What makes raising a boy special to me?

When I look out on the world, I see that there’s so much pushing and pulling, with the young males in our communities. Some not knowing where to go, some being pulled back into places they are unable to control and some thriving, yet they are not recognised. It does fill my heart with so much compassion, when I see what they have to go through. There are young men, who do not have anyone to turn to and young kids being stripped of their innocence and it’s so sad, to know that this world may not always be the best it can be.

So when I look at my son, I am always swept away and I am consumed with so many emotions. From the moment, I knew he was growing inside of me, I knew that I had to do everything in my power to keep him safe and now that he is here, all I think about; is keeping him as safe, as happy, as loved and as cared for, as I possibly can, without taking away his independency and personality. That’s all we want right, to keep our kids safe, to show them the right way of life, without taking away who they are?

I know that I am not able, to be by his side each and every moment, but in my presence; he is my priority, he is my main focus, because he is my world and the life I never knew I needed. I know that when I am with him, the advice and the way I speak to him should be constructive and not degrading. Whether we realise it or not, what we speak into our children's lives will affect how they grow mentally.

Think about a time when you were young and an adult put you down. It is not a nice feeling is it? So we need to be the ones to break that generational difference.

When I am with him, it’s important to give him the following;

1. Quality Time

Spending time with our child/children is so important. Not only do we get to understand who they are, but they also get an understanding of who we are. Not just as parents, but also as individuals, because there is that connection on a deeper level. So when I have that quality time with my son, I want him to get to know me, not just as mummy but also as someone who had a life before he came, but very much cares, adores and loves him, like no other.

2. Attention

Attention is such a powerful tool in a relationship and especially with a child, because it is the act of understanding one another’s request of communication. It shows him, that I am taking an interest and taking into consideration the things that he is doing and saying and then respond in a wholehearted way. When he sees I am focused on him, he will feel more appreciated and know that he is being heard, not just listened to, because those are two different things, whether we realise that or not.

3. Security

The outside world is full of so many distractions and influences, but the most important thing I can do as a Mother; is to let my son know that the place that he sleeps in and wakes up in is safe. That he is surrounded by love and parents who want the best for him and who are trying their best to provide him the security and the stability that he needs. This form comes through emotional support, spiritual healing, mental awareness and physical understanding. With every aspect, the feeling of security is understood and met.

4. Affection

Affection! My four year old think he’s too grown for affection. Excuse me, I don’t think so! Every opportunity I get, I am reaching for my kisses and my hugs. No matter how hard he pulls away, because I want him to know that affection means;

• That because he’s a boy, he shouldn’t be allowed to show his feelings or hide from affection

So when I’m holding his hands, or rushing for a kiss or saying I love you! It’s because I mean it and it’s because I want him to feel free to express his emotions and communicate that with me (not like he’s afraid to ha!) But I want him to feel encouraged in regards to his purpose in life, his identity, his role and to understand who he is surrounded by. Affection is the gateway to a healthy development and relationship. Of course, I understand, that if he really doesn’t want hugs or kisses (especially when he’s with his friends) I respect that also!

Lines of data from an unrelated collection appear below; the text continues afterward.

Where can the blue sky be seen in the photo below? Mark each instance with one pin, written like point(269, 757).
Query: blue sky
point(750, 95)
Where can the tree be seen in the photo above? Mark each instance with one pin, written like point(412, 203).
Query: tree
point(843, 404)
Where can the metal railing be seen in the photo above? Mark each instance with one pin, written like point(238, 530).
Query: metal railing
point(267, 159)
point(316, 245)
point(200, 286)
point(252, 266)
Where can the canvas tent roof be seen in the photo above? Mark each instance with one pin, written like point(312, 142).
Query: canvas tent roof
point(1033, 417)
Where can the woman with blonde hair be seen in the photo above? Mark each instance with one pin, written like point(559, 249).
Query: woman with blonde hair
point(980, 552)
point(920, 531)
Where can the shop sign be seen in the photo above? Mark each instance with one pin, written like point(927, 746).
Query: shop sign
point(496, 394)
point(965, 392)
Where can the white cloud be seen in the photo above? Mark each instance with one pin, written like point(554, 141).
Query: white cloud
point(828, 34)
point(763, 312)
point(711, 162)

There is so much more that we can give our children and most importantly, what our children can give us. Evermore so, our sons. They are stars, surrounded by a place, which doesn't always allow opportunities. They are in a place, where the streets become their families. They are in a place, where what they think is love, is somewhat toxic. So we need to be the role models, that they deserve. We need to be the ones, that can influence them positively. Sons are our pride and mine is my bundle of joy, so lets make a way, for our Kings.

One of my favourite quotes from Maya Angelou, sums this up perfectly.

“Children are the only people we want so much without knowing who in the world they're going to be”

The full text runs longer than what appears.